J’ai écrit comme je respire et sans masque à papier.
trente-six
JE ME RÉVEILLE, ce vendredi 2 octobre 2020, et je n’ose ouvrir mes volets, car j’entends le vent de la mer, prélude à une tempête.
Aussi, avant d’avaler mon petit déjeuner, j’avale les phrases d’un romancier catalan écrites en espagnol (castellano), extraites d’un roman dont le titre est puisé dans le début d’un vers de Raymond Queneau.
Non l’original « cette brume insensée », mais sa traduction.
Je lis, laissant aller, m’amusant des embrouillaminis dessinés par ce narrateur fictif, qui pour vivre, au sens littéral de gagner sa croûte, fait deux métiers à nul autre pareils.
1 Celui de « traducteur préalable », il prévoit les difficultés de traductions, qu’il envoie au traducteur vedette, dont le nom paraîtra sur la première page.

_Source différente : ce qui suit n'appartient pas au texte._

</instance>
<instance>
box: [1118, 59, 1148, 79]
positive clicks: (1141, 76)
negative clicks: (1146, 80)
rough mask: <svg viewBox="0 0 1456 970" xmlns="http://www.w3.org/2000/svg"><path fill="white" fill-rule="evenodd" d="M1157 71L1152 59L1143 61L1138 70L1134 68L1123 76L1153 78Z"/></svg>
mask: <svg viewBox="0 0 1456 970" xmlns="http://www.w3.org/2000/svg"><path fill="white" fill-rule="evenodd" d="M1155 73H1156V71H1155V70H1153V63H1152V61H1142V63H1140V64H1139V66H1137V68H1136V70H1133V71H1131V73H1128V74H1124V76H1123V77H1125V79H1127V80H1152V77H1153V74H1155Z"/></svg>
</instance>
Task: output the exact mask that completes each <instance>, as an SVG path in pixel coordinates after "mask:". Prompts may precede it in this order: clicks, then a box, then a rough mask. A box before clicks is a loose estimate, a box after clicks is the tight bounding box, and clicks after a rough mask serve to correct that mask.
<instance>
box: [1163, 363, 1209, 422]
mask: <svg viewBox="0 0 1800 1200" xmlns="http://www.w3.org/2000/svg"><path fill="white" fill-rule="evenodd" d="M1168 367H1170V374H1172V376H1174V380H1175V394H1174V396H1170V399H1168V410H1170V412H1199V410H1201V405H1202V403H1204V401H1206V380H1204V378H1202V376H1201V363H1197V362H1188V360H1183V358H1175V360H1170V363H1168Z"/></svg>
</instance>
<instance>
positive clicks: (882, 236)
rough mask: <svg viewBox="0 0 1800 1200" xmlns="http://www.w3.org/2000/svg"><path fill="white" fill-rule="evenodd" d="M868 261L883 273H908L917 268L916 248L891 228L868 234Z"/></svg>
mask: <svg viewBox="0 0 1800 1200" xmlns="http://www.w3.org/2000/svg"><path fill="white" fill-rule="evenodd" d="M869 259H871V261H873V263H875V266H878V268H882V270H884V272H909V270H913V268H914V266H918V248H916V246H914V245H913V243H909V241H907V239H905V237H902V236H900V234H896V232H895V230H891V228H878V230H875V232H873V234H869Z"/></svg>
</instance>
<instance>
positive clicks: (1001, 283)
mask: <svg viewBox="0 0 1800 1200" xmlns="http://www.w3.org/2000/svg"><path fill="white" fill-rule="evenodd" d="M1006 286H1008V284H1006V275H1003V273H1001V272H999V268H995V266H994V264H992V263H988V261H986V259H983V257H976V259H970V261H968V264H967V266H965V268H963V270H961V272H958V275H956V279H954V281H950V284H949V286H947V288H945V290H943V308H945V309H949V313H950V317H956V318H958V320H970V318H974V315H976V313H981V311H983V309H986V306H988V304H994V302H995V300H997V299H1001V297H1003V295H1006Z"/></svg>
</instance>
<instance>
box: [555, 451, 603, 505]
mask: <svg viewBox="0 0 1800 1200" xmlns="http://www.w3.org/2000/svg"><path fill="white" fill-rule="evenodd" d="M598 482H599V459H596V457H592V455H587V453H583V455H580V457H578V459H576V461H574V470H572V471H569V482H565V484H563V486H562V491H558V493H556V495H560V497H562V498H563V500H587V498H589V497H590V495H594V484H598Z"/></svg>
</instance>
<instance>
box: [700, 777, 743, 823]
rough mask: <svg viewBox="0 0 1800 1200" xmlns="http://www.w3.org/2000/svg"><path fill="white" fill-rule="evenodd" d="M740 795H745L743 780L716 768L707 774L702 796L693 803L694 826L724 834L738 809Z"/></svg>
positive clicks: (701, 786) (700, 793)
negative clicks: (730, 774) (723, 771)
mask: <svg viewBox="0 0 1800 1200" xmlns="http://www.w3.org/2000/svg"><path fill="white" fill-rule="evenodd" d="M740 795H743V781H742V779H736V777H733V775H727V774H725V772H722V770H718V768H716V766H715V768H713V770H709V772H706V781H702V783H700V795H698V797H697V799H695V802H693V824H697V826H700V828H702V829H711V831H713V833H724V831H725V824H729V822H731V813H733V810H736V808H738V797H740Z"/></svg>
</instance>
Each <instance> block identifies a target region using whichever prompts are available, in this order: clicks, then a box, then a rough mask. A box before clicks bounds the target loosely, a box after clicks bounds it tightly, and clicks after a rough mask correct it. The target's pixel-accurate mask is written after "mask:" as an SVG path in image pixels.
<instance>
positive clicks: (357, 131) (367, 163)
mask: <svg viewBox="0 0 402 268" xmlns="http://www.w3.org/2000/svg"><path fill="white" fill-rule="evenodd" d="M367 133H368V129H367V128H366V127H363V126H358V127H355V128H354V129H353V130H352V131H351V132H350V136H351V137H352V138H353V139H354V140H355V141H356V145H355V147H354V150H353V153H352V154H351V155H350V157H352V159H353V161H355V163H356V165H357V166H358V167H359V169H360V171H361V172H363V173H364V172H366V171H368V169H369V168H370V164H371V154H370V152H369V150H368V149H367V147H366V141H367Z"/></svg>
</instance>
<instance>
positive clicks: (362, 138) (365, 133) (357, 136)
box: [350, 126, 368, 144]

2 Celui de fournir des citations (son dada), toujours de manière subalterne, à un auteur « star » de la- littérature-qui- se-vend.
Bon, il est temps d’ouvrir mes volets parme, et d’éviter, le temps de refermer ma fenêtre, la bourrasque.
trente-sept
C’EST QUAND ON EST PERDU dans une forêt ou un texte touffu, que l’on fait appel à un souvenir heureux, une maxime, une citation, un instant précieux que l’on vécut comme une épiphanie.
Je sais bien que ce début fait un peu charabia mais je l’ai écrit. Et en l’écrivant, j’ai entendu « le mobile » qui m’annonçait un nouveau message :
Le romancier ne doit pas être un donneur de leçons, mais à partir de ce qu’il « détecte », poser
les bonnes questions. »
Je traduis de l’espagnol une phrase supposée dite par l’auteur « d’Orange Mécanique ».
-Gracias Enric, te contesto muy pronto. (Merci Henri, je te réponds bientôt)
Ça a été ma première idée d’un e-mail immédiat, mais réflexion faite, et compte tenu de la situation
brumeuse dans laquelle j’étais pris, j’ai ricoché vers mon vieux Queneau. (vieux comme un breuvage
qui s’améliore avec l’âge). Et, hasard des recherches, j’ai fait d’une pierre deux coups.
« Cette brume insensée où s’agitent des ombres, comment pourrais-je l’éclairer ? »
La phrase écrite par Raymond Queneau est mise en exergue par Georges Perec, W ou le souvenir d’enfance 1975, et par Enrique Vila-Matas, qui, de plus, a fait des trois premiers mots, le titre de son roman « Esta bruma insensata » 2019.